Immunopathology in Human Tuberculosis

Tuberculosis (TB) is a chronic infectious disease caused by Mycobacterium tuberculosis (Mtb). The immune response to TB is complex, involving both protective and pathological mechanisms. While immune activation is essential for controlling infection, excessive or dysregulated responses contribute to tissue damage and disease progression. This document explores the immunopathological aspects of TB and their implications for disease outcome and treatment.

Innate Immune Response

  1. Recognition of Mtb
    • Mtb is recognized by pattern recognition receptors (PRRs) on macrophages and dendritic cells, including Toll-like receptors (TLRs) and NOD-like receptors (NLRs).
    • The interaction leads to phagocytosis and activation of inflammatory pathways.
  2. Granuloma Formation
    • A hallmark of TB pathology, granulomas consist of macrophages, T cells, dendritic cells, and fibroblasts.
    • They help contain Mtb but can also serve as reservoirs for latent infection.
  3. Macrophage Activation and Cytokine Signaling
    • Activated macrophages produce tumor necrosis factor-alpha (TNF-α), interleukin-12 (IL-12), and interferon-gamma (IFN-γ), crucial for controlling bacterial replication.
    • Mtb evades immune destruction by inhibiting phagosome-lysosome fusion and manipulating host signaling pathways.

Adaptive Immune Response

  1. T Cell-Mediated Immunity
    • CD4+ T cells secrete IFN-γ, which enhances macrophage killing capacity.
    • CD8+ T cells contribute by lysing infected cells and producing cytokines.
    • Regulatory T cells (Tregs) modulate the immune response to prevent excessive inflammation.
  2. Humoral Response
    • Although antibodies are produced in TB, their protective role remains unclear.
    • B cells may contribute to immune regulation and granuloma maintenance.

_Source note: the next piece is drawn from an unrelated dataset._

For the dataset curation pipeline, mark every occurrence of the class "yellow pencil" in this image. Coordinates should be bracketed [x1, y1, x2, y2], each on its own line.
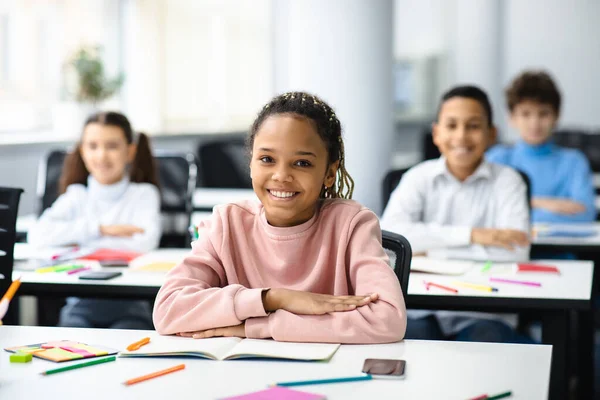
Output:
[452, 281, 498, 292]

Immunopathology and Tissue Damage

  1. Caseous Necrosis and Cavitation
    • Uncontrolled immune activation leads to tissue necrosis and formation of cavities in the lungs, facilitating bacterial transmission.
    • Excessive TNF-α and reactive oxygen species (ROS) contribute to cell death and breakdown of granulomas.
  2. Latent vs. Active TB
    • In latent TB, immune control prevents bacterial spread but does not eliminate infection.
    • Reactivation occurs due to immune suppression, as seen in HIV co-infection or malnutrition.

Immunotherapeutic Approaches

  1. Host-Directed Therapies (HDTs)
    • Targeting immune pathways to reduce inflammation and enhance bacterial clearance.
    • Examples include TNF inhibitors, autophagy enhancers, and cytokine modulation.
  2. Vaccine Development
    • Bacillus Calmette-Guérin (BCG) provides partial protection, but novel vaccines aim to improve efficacy.
    • Subunit and live-attenuated vaccines are in development to enhance T cell responses.

Conclusion

The immunopathology of TB highlights the delicate balance between protective immunity and excessive inflammation. Understanding host-pathogen interactions is crucial for developing better therapies and vaccines to control TB effectively.